Diseño de sistema integrado: la funda no puede funcionar por sí sola. Debe funcionar bien con el alambre de resistencia interno de níquel-cromo (por ejemplo, NiCr 80/20) o hierro-cromo-aluminio (FeCrAl), que fue elegido por su resistividad estable y resistencia a la oxidación. Para obtener la mejor rigidez dieléctrica y conductividad térmica, el aislamiento de óxido de magnesio (MgO) debe ser muy puro y estar bien empaquetado. Por último, los sellos herméticos hechos de vidrio-a-metal o cerámicas especiales-para altas temperaturas son muy importantes para evitar que entre humedad. Esta es la razón principal por la que los dispositivos fallan inmediatamente cuando se encienden en ambientes húmedos.
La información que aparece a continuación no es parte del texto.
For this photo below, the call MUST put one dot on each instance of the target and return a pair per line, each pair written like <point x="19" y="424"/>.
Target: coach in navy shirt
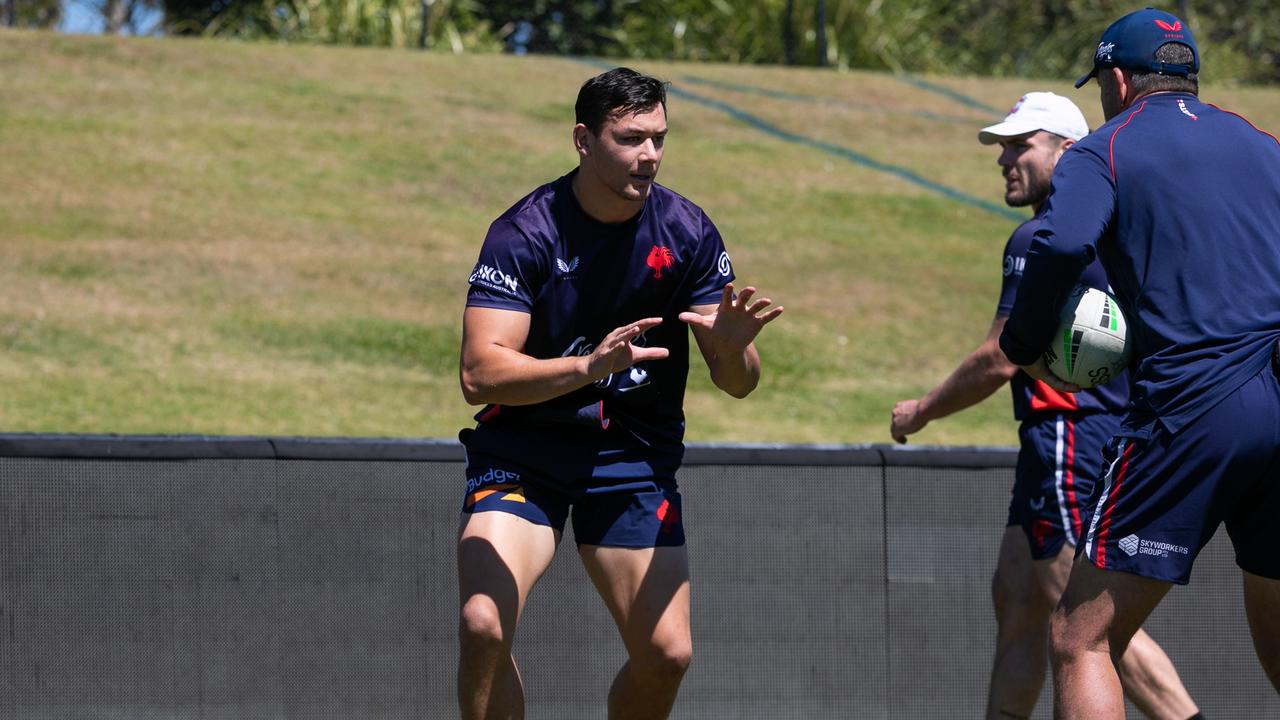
<point x="1180" y="200"/>
<point x="575" y="342"/>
Conclusión: una estrategia de especificación integral-
La elección del material de funda adecuado es una elección estratégica que depende de un examen completo de la aplicación:

Perfil de Temperatura de Operación:​ Tenga en cuenta tanto la temperatura del proceso que desea que se produzca como la temperatura de la superficie de la vaina, que siempre es mayor.

Ambiente químico: Tener en cuenta la presencia de sales, ácidos, álcalis, cloruros, humedad o volátiles propios del proceso.

Ciclos térmicos y mecánicos:​ observe con qué frecuencia y qué tan malos son los ciclos de calentamiento y enfriamiento, que causan fatiga.

Interfaz física y térmica: piense en el CTE del material anfitrión y la cantidad de calor que necesita fluir a través de él.

No existe un "mejor" material. La mejor opción es la aleación que sea menos costosa y que pueda soportar de manera confiable todas las condiciones de servicio durante la vida útil indicada. Los ingenieros cambian la funda de un posible punto de falla a una garantía de rendimiento y longevidad al pasar de una especificación general de "acero inoxidable" a un grado de aleación específico. Por ejemplo, el 321 es bueno para andar en bicicleta a 400 grados, el 310S es bueno para altas temperaturas y el Incoloy es bueno para ambientes extremos. Para ejecutar procesos térmicos cruciales sin defectos, este enfoque centrado en el material-es esencial.